Warnings against taking jobs from Hungarians greet new arrivals (if only they could read the billboards in Hungarian) in Szeged, close to the Serbian border.

Migrants are not seen downtown, as they are hiding from the police. Many locals are not happy about them.

An elderly man sitting in a park said: “I think they should live where they were born and the responsibility belongs to the country that made them go away.”

A middle-aged woman in an open urban area with many trees said: “It’s no bother till they camp in the middle of this square, or if they take local people’s jobs. So, there can be disturbing economic and social consequences.”

Civil volunteers helping refugees in Szeged think differently. Donations are collected and given to people in need, who spend the night at the railway station, waiting for the first train out.
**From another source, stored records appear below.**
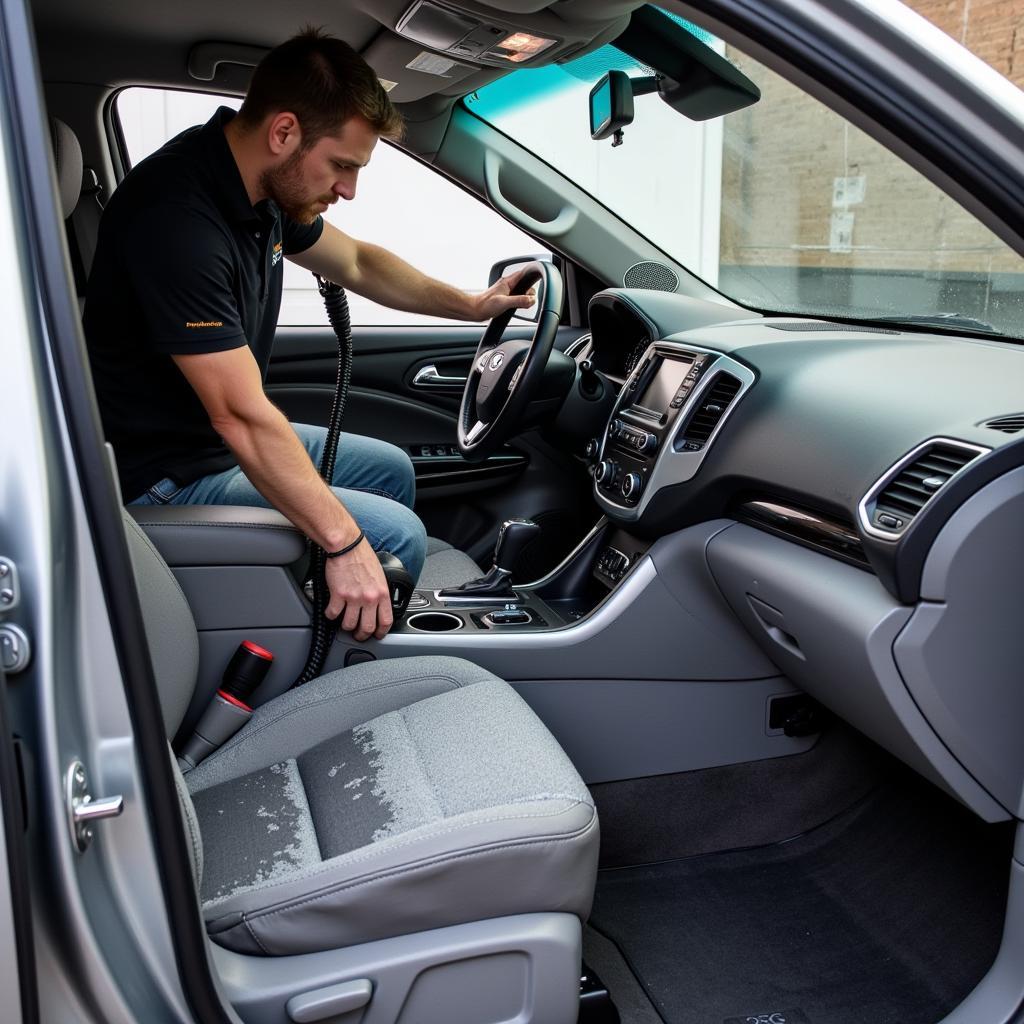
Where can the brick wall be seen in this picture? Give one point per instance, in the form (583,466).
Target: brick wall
(783,155)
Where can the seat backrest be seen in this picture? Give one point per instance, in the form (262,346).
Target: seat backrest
(80,200)
(68,161)
(170,629)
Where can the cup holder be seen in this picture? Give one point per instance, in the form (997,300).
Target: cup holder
(434,622)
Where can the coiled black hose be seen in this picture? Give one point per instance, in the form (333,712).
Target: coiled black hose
(324,629)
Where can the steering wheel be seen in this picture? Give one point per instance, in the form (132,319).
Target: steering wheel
(506,376)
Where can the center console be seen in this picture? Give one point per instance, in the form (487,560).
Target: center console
(567,595)
(668,414)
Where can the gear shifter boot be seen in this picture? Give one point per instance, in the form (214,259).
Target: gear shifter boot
(512,540)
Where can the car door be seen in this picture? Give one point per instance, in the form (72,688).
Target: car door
(17,971)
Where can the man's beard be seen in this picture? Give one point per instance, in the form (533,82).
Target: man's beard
(284,185)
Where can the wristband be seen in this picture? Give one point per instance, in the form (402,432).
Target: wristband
(347,548)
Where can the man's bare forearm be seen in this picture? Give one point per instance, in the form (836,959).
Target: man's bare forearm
(391,282)
(272,457)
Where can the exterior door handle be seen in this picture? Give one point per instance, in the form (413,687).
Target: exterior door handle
(428,377)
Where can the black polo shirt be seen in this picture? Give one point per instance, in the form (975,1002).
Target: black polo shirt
(184,264)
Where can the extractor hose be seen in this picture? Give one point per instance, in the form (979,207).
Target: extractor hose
(324,629)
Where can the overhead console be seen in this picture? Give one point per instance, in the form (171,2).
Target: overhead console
(668,415)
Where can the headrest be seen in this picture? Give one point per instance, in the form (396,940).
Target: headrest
(68,158)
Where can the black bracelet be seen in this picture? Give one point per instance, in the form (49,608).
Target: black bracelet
(347,548)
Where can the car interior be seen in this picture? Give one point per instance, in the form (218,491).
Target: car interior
(701,710)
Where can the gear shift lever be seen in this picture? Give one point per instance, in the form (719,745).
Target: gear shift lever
(512,540)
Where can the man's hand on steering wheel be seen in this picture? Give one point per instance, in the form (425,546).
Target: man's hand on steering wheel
(506,376)
(499,298)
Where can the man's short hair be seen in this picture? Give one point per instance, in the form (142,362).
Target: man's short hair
(324,82)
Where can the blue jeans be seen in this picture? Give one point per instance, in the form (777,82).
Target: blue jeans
(373,478)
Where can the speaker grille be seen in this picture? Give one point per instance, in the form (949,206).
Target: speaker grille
(652,275)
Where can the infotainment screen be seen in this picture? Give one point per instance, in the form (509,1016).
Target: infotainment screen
(663,386)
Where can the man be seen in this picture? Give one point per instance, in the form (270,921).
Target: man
(182,305)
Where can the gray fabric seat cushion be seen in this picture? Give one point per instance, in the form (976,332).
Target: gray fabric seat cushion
(389,798)
(445,566)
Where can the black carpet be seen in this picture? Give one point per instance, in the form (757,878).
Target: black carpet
(888,914)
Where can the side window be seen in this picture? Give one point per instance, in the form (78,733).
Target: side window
(400,204)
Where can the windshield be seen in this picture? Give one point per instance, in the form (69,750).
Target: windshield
(783,206)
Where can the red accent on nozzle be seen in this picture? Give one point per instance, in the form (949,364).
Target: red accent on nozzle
(257,650)
(232,699)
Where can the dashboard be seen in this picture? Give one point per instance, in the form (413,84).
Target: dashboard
(862,489)
(860,441)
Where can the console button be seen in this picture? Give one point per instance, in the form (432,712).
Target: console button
(889,521)
(632,485)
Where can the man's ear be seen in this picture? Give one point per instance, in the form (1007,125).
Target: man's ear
(284,135)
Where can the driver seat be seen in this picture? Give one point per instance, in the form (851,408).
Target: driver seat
(386,799)
(81,208)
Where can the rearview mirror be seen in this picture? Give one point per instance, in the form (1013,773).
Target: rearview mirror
(689,76)
(610,104)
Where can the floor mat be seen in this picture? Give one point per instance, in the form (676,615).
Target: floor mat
(888,914)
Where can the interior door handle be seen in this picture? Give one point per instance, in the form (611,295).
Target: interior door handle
(563,222)
(427,377)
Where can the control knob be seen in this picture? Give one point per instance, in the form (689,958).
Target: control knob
(632,484)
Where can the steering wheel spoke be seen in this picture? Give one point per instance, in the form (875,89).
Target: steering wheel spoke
(475,431)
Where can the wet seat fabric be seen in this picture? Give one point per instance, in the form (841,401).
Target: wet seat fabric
(390,798)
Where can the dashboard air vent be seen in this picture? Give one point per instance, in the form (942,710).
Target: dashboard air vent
(711,408)
(900,495)
(915,483)
(1008,424)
NGO MigSzol coordinator Márk Zoltán Kékesi said: “A huge proportion of the Hungarian people — I can’t guess how many but it is huge — don’t think as the government want us to think. We believe that these refugees are having an extremely hard time, and we don’t care where they are coming from, where they are going, or what they hope to do at the end of their journey. We can do one thing: make life easier for them while they are here.”

They get fed and receive medical help, and information through translators with this civil group.

One migrant waiting to move on said: “Our hearts are happy at times like this. Even if we get only a glass of water, we are treated as human beings.”

In spite of many Hungarians’ kindness, a few weeks from now, the government will build a fence along the 175km border with Serbia, to stop refugees.